Johnny Zhang · Answer 4 · Fri Dec 29 2023 18:32:40 GMT+0800 (China Standard Time)

Hi @nghiavtr ，

Sorry for my late response.

I examined the code in the script convert_all_split_reads_bedpe.R. And I found the code below may not be correct. This block of code just looks for the min start position and the max end position for all the tx of a fusion name. And then these positions will be regarded as start1, end1, start2 and end2 for a fusion pair. It doesn't make sense.

minStart1=tapply(bedpe$start1,bedpe$name,min)
maxEnd1=tapply(bedpe$end1,bedpe$name,max)
minStart2=tapply(bedpe$start2,bedpe$name,min)
maxEnd2=tapply(bedpe$end2,bedpe$name,max)

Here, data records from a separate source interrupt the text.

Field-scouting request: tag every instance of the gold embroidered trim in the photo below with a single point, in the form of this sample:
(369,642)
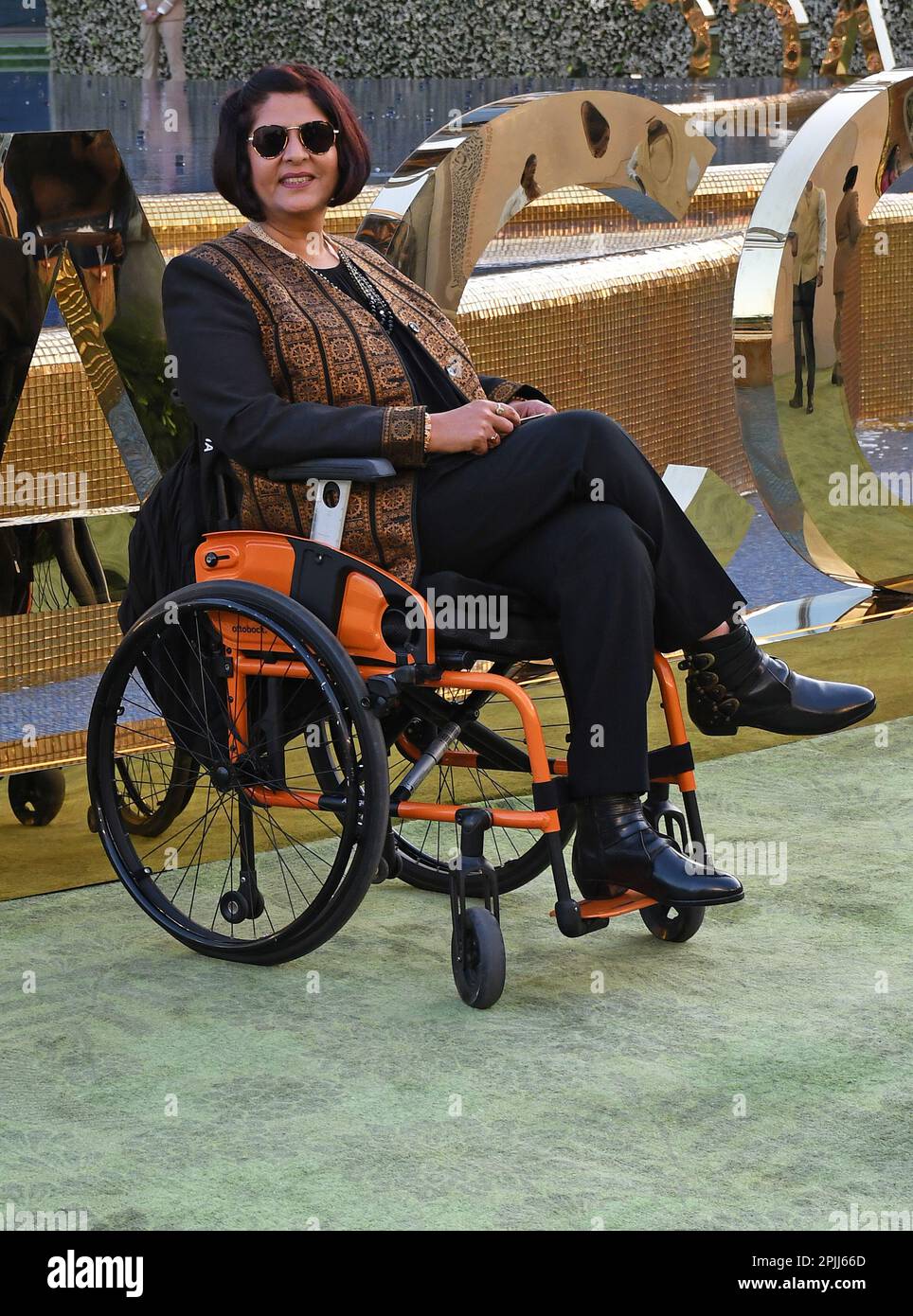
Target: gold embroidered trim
(504,392)
(403,436)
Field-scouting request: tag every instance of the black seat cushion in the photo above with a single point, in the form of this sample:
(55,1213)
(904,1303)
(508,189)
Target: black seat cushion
(528,631)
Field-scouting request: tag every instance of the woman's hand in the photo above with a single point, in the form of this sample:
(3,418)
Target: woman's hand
(474,428)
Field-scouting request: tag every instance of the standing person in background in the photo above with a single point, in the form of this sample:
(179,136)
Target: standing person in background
(808,239)
(166,23)
(848,230)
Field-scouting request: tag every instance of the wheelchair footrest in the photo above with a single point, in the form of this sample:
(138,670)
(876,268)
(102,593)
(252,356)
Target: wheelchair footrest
(626,903)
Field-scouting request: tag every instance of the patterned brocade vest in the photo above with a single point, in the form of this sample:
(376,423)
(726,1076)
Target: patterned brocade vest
(323,347)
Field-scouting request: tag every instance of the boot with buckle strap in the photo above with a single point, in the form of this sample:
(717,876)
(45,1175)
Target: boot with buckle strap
(616,849)
(733,684)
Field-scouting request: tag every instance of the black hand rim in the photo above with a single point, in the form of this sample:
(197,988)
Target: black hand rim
(364,824)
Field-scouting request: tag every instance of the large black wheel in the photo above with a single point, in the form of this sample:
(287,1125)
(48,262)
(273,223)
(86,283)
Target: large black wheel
(37,798)
(230,874)
(500,778)
(479,972)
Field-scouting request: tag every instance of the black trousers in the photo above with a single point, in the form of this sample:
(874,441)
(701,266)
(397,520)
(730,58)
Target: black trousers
(803,328)
(570,511)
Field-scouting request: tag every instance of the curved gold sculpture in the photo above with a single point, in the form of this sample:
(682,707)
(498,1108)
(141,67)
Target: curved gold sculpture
(795,30)
(442,206)
(797,310)
(863,20)
(702,17)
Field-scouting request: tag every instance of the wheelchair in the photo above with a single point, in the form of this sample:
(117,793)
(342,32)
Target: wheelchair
(295,726)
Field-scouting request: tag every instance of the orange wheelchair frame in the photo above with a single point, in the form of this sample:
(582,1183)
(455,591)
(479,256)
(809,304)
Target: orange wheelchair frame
(365,596)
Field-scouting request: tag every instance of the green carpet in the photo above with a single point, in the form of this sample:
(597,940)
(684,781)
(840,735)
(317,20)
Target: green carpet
(382,1102)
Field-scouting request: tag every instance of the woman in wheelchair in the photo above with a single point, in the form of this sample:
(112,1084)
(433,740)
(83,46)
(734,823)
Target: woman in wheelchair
(294,345)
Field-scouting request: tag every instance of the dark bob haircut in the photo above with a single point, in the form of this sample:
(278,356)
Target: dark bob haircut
(230,166)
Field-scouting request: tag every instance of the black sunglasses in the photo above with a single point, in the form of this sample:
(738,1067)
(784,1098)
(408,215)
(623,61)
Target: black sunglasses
(271,138)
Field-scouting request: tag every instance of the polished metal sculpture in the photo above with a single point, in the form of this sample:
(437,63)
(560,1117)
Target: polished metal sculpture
(449,199)
(795,30)
(704,24)
(797,328)
(863,21)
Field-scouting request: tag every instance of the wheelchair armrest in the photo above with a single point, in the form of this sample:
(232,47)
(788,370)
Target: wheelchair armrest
(366,469)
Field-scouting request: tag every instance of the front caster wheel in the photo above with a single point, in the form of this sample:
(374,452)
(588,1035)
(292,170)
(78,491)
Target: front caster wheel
(37,798)
(671,924)
(479,972)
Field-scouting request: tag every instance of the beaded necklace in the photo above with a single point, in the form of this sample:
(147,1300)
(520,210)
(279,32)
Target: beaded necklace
(378,304)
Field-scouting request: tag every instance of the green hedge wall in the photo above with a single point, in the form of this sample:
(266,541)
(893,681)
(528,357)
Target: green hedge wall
(470,39)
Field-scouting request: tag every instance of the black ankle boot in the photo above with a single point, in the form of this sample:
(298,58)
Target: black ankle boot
(616,849)
(733,684)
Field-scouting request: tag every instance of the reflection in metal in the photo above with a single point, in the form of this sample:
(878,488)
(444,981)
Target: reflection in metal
(818,614)
(811,472)
(795,30)
(441,208)
(71,226)
(712,507)
(862,19)
(702,17)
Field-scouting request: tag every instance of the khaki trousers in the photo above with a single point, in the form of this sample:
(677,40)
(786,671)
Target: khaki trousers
(170,30)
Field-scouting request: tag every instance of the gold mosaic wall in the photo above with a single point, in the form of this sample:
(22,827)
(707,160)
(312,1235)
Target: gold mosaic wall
(642,334)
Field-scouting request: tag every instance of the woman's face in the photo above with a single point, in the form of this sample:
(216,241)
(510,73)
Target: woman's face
(287,203)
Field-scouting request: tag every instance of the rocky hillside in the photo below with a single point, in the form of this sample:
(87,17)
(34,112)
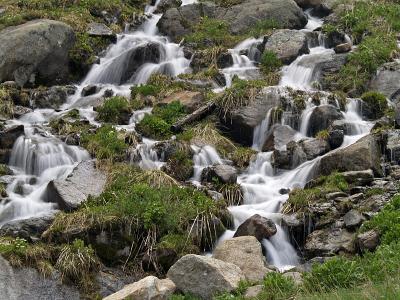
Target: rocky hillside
(227,149)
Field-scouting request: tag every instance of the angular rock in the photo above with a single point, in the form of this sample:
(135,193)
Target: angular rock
(223,173)
(322,117)
(326,242)
(367,241)
(353,219)
(36,52)
(246,253)
(204,276)
(149,288)
(52,97)
(287,44)
(362,155)
(28,284)
(257,226)
(84,181)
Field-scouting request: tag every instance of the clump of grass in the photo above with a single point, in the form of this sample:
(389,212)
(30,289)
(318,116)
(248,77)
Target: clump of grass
(76,261)
(158,124)
(106,144)
(376,102)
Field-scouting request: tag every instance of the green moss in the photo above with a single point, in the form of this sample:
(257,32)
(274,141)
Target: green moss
(376,102)
(105,144)
(115,110)
(158,124)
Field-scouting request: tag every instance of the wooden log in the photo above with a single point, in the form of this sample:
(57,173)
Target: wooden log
(198,114)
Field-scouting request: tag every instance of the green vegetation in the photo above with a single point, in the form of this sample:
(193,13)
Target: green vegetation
(300,199)
(373,25)
(158,124)
(106,144)
(376,102)
(115,110)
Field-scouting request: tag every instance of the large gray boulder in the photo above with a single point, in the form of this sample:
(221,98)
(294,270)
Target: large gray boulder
(36,51)
(85,180)
(387,81)
(28,284)
(246,253)
(178,22)
(149,288)
(204,276)
(287,44)
(363,155)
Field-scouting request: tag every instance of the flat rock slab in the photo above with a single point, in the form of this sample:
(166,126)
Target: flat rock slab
(84,181)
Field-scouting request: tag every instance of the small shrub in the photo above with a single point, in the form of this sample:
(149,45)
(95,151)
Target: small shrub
(376,102)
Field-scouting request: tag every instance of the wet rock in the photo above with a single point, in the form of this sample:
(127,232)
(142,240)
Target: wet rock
(52,97)
(246,253)
(204,276)
(71,192)
(253,292)
(149,288)
(190,100)
(222,173)
(36,52)
(257,226)
(363,155)
(343,48)
(287,44)
(90,90)
(278,137)
(29,229)
(364,177)
(27,283)
(178,22)
(101,30)
(240,123)
(353,219)
(387,81)
(322,117)
(367,241)
(326,242)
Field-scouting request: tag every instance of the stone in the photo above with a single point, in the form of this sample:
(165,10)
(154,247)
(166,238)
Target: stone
(29,229)
(222,173)
(190,100)
(322,117)
(52,97)
(278,137)
(257,226)
(364,177)
(367,241)
(205,276)
(90,90)
(28,284)
(363,155)
(327,242)
(36,52)
(253,292)
(149,288)
(353,219)
(287,44)
(387,81)
(101,30)
(178,22)
(343,48)
(246,253)
(84,181)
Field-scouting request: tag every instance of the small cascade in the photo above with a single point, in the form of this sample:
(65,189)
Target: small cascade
(204,157)
(36,159)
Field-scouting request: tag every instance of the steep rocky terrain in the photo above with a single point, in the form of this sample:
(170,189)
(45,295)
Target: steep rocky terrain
(227,149)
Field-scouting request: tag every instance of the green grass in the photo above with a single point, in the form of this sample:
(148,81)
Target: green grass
(158,124)
(114,110)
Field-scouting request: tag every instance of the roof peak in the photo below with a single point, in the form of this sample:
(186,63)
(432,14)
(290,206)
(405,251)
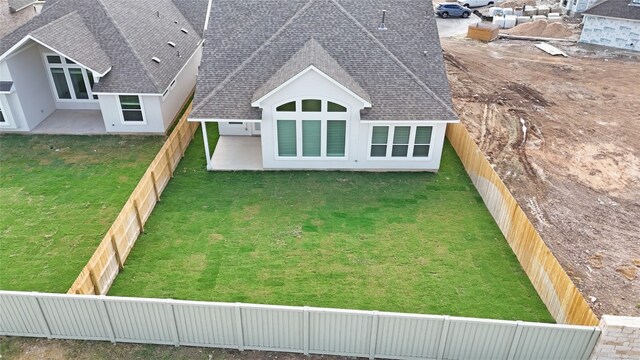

I wrote a script to replace these block of code. The code below looks for the start and end position of the most occurence for all the tx of a fusion name. And then it will be regarded as the breakpoint.

mode_fun <- function(x){
    return(as.numeric(names(table(x))[table(x) == max(table(x))]))
}
minStart1=tapply(bedpe$start1,bedpe$name,mode_fun)
maxEnd1=tapply(bedpe$end1,bedpe$name,mode_fun)
minStart2=tapply(bedpe$start2,bedpe$name,mode_fun)
maxEnd2=tapply(bedpe$end2,bedpe$name,mode_fun)

I tested the code I wrote and It had a good inference of break point for gene fusion in my panel NGS data.